To give you an overview of what an expression could look like, here is the stripped down version of its actual implementation.


#![allow(unused)]
fn main() {
pub enum Expr {
    // a constant value
    Value,
    // variable in read position
    Variable,
    // a branch that evaluates expressions conditionally
    Branch,
    // call to a function
    Call,
    // operations with one operand
    Operation1,
    // operations with two operands
    Operation2,
    // result of a type conversion
    Conv,
    // attribute read on a list or dict
    Access,
    // special variant for creating lists and dicts
    DynamicValue,
    // create a mutable subpart of a list
    Slice,
}
}

Resolvement of Variables

While lowering, the runtime keeps track of locally assigned identifiers. This is crucial for determining the scope during read access later. If a variable is not known locally, a fallback to global scope happens.

Expr variants relying on this functionality are Variable and Access. As such, their macro helper functions lv2_var! and lv2_access! follow the same rules.

Example

We want to transform the formula (1 + 2) * f(2) to lovm2 bytecode. Use a parser of your choice to generate an abstract syntax tree from the textual representation. Note that lovm2 does not care about operator priorities so its your parsers duty to correctly handle them. After processing the input, your AST should look something like this:

Value(1)
        \
         -- Operation(+)
        /               \
Value(2)                 -- Operation(*)
                        / 
              Call(f, 2)

And here is the compiletime representation of said formula. As you can see, every operation has an equivalent static method on Expr. Also note that calling a function has its own construct. This is due to calls being allowed in statement position as well.


#![allow(unused)]
fn main() {
let formula = Expr::mul(
    Expr::add(1, 2),
    Call::new("f").arg(2),
);
}

The (unoptimized) LIR now looks like this:

CPush(1)
CPush(2)
Operator2(Add)
CPush(2)
Call(f, 1)
Operator2(Mul)

Assignment

Whenever a function is called, the call stack is adjusted guaranteeing that no local variables will interfere each other. To create or change a local variable, it is sufficient to use this construct:


#![allow(unused)]
fn main() {
Assign::local(&lv2_var!(n), expr)
}

It is possible to store data in the global scope allowing values to live across function calls. This requires usage of the following assignment variant:


#![allow(unused)]
fn main() {
Assign::global(&lv2_var!(n), expr)
}

Assign::increment(n) and Assign::decrement(n) are also quite handy for updating variable values.
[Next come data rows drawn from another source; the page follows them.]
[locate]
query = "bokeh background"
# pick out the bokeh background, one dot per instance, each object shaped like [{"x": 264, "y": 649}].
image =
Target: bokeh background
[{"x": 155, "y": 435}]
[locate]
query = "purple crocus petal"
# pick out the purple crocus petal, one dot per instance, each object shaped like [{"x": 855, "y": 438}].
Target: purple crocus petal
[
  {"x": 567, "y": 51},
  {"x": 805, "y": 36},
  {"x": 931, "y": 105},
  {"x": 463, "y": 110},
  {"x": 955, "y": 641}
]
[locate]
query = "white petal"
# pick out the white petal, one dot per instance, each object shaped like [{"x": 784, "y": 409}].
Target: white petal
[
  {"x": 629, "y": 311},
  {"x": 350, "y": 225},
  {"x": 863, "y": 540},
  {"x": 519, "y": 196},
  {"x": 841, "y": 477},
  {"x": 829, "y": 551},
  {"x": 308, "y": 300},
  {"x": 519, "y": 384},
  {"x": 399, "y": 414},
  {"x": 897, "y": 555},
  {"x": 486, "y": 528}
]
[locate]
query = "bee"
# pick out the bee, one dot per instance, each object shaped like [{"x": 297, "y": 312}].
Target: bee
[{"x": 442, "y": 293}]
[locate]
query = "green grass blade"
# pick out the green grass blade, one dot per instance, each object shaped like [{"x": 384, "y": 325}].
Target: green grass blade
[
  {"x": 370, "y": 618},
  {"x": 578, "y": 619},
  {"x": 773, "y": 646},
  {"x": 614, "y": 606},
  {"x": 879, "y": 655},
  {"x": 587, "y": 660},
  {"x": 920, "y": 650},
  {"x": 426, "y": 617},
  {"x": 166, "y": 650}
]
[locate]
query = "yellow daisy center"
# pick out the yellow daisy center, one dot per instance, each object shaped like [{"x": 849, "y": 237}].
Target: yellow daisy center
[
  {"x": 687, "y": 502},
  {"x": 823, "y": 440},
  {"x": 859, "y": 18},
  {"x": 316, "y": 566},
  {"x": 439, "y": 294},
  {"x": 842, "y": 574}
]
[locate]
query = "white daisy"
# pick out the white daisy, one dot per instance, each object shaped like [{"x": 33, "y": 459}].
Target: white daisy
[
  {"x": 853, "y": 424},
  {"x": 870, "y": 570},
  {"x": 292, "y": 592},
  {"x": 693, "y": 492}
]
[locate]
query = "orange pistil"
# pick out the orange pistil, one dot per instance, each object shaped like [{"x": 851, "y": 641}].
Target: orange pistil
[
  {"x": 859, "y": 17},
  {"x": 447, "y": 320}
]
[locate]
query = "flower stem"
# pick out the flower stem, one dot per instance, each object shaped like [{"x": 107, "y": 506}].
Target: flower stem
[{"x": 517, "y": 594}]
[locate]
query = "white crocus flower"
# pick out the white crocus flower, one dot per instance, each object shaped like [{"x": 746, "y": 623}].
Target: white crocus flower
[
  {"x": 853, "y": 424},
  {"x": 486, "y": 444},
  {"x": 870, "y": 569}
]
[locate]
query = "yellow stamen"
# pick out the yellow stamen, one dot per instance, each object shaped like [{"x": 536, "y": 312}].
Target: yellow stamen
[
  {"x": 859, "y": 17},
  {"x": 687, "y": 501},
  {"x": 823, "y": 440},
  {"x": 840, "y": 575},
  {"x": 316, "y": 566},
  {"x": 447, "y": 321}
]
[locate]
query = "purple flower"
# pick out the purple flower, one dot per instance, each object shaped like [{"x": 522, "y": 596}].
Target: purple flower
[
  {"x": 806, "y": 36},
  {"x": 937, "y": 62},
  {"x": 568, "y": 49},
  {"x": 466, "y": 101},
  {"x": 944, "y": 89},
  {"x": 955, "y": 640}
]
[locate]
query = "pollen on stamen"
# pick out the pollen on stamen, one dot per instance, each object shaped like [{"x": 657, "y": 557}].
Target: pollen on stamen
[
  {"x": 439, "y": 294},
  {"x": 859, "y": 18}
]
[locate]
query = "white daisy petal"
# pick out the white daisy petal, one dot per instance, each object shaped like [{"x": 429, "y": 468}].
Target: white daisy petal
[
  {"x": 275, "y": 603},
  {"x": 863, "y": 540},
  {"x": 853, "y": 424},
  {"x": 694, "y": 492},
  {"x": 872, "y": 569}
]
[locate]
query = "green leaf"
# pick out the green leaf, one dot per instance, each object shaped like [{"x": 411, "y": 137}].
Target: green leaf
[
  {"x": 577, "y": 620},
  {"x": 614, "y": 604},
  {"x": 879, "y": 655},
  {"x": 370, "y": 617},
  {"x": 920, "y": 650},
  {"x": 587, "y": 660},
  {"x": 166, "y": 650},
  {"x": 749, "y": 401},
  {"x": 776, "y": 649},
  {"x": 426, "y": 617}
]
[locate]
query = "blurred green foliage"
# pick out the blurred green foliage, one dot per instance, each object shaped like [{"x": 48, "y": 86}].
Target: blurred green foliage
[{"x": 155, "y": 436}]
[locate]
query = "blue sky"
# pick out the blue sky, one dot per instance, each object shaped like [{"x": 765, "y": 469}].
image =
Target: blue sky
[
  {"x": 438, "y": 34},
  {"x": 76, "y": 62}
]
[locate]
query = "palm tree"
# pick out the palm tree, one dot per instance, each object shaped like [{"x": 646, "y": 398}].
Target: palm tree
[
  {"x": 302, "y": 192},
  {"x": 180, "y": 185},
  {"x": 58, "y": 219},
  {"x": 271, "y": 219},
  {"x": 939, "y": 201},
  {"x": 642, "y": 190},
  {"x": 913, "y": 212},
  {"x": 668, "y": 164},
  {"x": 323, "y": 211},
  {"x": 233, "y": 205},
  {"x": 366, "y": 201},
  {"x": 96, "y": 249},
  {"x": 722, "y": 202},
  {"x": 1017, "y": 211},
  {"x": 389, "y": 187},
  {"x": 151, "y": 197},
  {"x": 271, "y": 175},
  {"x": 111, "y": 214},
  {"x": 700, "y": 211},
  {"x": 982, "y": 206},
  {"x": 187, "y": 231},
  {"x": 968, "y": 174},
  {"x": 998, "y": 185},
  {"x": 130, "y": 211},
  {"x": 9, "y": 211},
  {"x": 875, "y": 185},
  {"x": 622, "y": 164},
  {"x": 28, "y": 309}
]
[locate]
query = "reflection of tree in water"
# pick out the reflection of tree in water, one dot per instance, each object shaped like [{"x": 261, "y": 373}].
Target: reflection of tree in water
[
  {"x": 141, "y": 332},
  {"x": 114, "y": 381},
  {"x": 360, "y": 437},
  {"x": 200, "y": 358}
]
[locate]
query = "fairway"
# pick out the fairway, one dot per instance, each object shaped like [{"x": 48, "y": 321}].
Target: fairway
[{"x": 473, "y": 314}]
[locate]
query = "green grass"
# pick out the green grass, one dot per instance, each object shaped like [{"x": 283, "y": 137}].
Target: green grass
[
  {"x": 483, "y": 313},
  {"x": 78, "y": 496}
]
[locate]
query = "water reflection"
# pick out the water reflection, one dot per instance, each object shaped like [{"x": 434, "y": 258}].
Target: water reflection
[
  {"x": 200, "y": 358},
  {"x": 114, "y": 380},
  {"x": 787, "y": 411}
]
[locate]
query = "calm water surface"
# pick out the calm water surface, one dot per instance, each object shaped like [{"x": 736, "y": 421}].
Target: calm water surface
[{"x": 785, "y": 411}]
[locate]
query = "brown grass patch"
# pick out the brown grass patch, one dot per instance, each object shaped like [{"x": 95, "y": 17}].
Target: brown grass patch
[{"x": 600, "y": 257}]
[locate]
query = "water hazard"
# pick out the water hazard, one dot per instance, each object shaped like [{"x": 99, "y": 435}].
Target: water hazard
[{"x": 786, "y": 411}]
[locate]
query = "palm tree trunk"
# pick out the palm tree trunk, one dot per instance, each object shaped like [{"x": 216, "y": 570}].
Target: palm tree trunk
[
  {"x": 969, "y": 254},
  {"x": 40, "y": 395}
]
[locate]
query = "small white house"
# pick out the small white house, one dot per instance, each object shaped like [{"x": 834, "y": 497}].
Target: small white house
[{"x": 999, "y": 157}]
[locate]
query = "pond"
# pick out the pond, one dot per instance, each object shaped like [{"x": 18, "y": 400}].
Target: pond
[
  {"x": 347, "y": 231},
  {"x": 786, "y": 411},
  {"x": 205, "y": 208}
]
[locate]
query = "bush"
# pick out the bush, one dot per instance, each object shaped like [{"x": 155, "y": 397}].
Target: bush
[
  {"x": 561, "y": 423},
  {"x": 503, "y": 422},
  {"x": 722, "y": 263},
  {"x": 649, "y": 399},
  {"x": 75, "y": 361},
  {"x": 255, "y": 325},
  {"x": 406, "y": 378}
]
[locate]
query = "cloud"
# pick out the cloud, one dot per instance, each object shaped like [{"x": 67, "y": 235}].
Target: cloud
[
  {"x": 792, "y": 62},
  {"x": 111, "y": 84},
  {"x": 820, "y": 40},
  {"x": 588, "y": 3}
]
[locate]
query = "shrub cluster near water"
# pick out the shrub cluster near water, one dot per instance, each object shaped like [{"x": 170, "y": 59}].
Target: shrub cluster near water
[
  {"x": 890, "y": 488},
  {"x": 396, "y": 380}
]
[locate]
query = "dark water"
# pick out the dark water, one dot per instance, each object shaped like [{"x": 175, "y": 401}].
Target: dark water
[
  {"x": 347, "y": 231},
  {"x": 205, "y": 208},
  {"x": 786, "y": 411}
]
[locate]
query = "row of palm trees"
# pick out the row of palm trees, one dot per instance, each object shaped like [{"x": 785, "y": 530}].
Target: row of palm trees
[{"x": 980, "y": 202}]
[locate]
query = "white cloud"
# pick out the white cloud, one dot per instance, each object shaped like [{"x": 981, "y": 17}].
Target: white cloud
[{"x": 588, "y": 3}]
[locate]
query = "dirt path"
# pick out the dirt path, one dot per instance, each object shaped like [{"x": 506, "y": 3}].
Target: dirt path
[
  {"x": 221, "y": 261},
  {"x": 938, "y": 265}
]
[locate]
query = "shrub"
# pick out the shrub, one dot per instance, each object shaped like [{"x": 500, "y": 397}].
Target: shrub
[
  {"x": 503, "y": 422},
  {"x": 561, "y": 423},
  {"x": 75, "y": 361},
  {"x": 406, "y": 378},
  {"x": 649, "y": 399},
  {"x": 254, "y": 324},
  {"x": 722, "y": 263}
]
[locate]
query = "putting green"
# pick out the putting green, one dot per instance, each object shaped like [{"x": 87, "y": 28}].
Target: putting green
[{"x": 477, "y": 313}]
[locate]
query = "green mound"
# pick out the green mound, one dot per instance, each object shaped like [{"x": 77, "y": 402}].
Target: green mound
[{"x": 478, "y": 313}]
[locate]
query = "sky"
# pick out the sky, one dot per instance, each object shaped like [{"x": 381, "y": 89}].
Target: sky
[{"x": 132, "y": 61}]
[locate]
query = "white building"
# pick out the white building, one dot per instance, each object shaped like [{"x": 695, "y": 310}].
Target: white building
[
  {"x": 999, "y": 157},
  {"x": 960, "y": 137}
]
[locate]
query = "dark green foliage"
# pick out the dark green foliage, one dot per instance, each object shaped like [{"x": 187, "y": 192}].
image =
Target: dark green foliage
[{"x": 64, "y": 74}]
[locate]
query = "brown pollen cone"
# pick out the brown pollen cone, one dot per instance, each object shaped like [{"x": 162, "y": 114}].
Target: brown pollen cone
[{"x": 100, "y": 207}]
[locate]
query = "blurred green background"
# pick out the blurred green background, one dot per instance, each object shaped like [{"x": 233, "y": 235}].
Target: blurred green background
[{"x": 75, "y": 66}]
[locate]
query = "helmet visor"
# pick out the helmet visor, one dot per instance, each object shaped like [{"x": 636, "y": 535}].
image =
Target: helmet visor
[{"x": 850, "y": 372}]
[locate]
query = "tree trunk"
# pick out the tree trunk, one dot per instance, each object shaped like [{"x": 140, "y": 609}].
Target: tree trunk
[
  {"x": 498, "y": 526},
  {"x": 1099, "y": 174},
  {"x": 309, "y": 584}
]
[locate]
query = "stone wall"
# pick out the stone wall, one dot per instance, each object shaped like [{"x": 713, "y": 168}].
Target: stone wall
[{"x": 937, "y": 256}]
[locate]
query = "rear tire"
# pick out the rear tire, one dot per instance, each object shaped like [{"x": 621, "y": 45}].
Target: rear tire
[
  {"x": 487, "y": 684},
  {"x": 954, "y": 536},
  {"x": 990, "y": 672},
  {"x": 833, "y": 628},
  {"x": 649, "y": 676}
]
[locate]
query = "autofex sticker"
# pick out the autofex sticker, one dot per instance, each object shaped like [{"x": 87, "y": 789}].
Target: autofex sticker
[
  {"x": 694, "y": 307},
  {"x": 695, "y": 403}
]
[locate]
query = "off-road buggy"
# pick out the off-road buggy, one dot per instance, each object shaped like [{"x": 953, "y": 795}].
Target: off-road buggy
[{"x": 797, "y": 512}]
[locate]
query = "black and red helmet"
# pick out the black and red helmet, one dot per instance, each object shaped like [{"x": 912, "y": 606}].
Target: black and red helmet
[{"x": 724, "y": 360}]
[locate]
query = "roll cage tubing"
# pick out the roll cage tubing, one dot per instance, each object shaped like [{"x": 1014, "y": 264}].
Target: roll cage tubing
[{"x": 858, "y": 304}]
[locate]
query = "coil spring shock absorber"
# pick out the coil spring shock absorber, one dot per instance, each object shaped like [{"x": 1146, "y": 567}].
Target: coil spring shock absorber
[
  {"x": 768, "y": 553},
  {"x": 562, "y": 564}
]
There is even a way of setting the values on lists and dictionaries. Under the hood, Set is actually expecting a Ref as the target location - which is retrieved by Access - and overwrites the value inside. This is compatible with the way dictionaries and lists are internally constructed.


#![allow(unused)]
fn main() {
Assign::local(&lv2_var!(point), lv2_dict!());
Assign::set(&lv2_access!(point, x), x_coord);
Assign::set(&lv2_access!(point, y), y_coord);
}

Branching

While working on your functions hir, you can call the .branch() method to create a point of conditional execution. A branch can have several conditions with associated blocks and at most one default condition that is always met. Branches with just a default_condition are not allowed.


#![allow(unused)]
fn main() {
let main_hir = builder.entry();

// ...

let equal_check = main_hir.branch();

equal_check
    .add_condition(expr)
    .step(...);

equal_check
    .default_condition()
    .step(...);
}

Expression Branches

Regular branches are considered statements and do not leave values on stack as such. However, there is a special expression variant Expr::branch() that lets you create the adhoc version of a ternary operator.


#![allow(unused)]
fn main() {
// f(n) = n == 2 ? "a" : "b"

let n = lv2_var!(n);
let f_body = Expr::branch().add_condition(Expr::eq(n, 2), "a").default_value("b");

builder
    .add_with_args("f", vec![n])
    .step(Return::value(f_body));
}

Note: ExprBranch must always return a value meaning that you have to call the default_value method at least once. Otherwise the compiler will complain that a structure of type ExprBranchIncomplete cannot be converted into an expression. This is a compile time check to ensure that those branches always evaluate to a value.

Example

Let's implement a function that returns 1 if the given value is equal to 2 and 0 otherwise. From a Rust perspective, we could generate the function like this:


#![allow(unused)]
fn main() {
let main = builder.add_with_args("is_2", vec![n.clone()]);
let branch = main.branch();

branch
    .add_condition(Expr::eq(n, 2))
    .step(Return::value(1));

branch
    .default_condition()
    .step(Return::value(0));
}

The representation will be translated temporarily to the following optimized LIR. As you can see, a lot of labels (prefixed with a .) got involved right now. Everything between .cond_0's start and end label is derived from our first conditions predicate and body. The JumpIfFalse instruction separates them by making sure that the body will be skipped if the expression evaluates to false. As usual, whenever we hit a return instruction, the function will terminate assuring that we will not fall through into our default branch.

is_2:
	StoreLocal(n)
.branch_0_start:
.cond_0_start:
	PushLocal(n)
	CPush(2)
	Operator2(Equal)
	JumpIfFalse(.cond_0_end)
	CPush(1)
	Ret
.cond_0_end:
	CPush(0)
	Ret

In the last lowering step, there are only two things left to do: resolving label offsets and patching them into the jump instructions.

Repeating

Loops can be created inside blocks using the .repeat() and .repeat_until(..) methods.


#![allow(unused)]
fn main() {
let main_hir = builder.entry();

let repeat_endless = main_hir.repeat();

// run until the condition is true
let repeat_until = main_hir.repeat_until(expr);
}

To avoid namespace collissions in Rust, there is no while construct but you can simply create it via .repeat_until(Expr::not(..)). The optimizer makes sure that no instruction overhead is generated.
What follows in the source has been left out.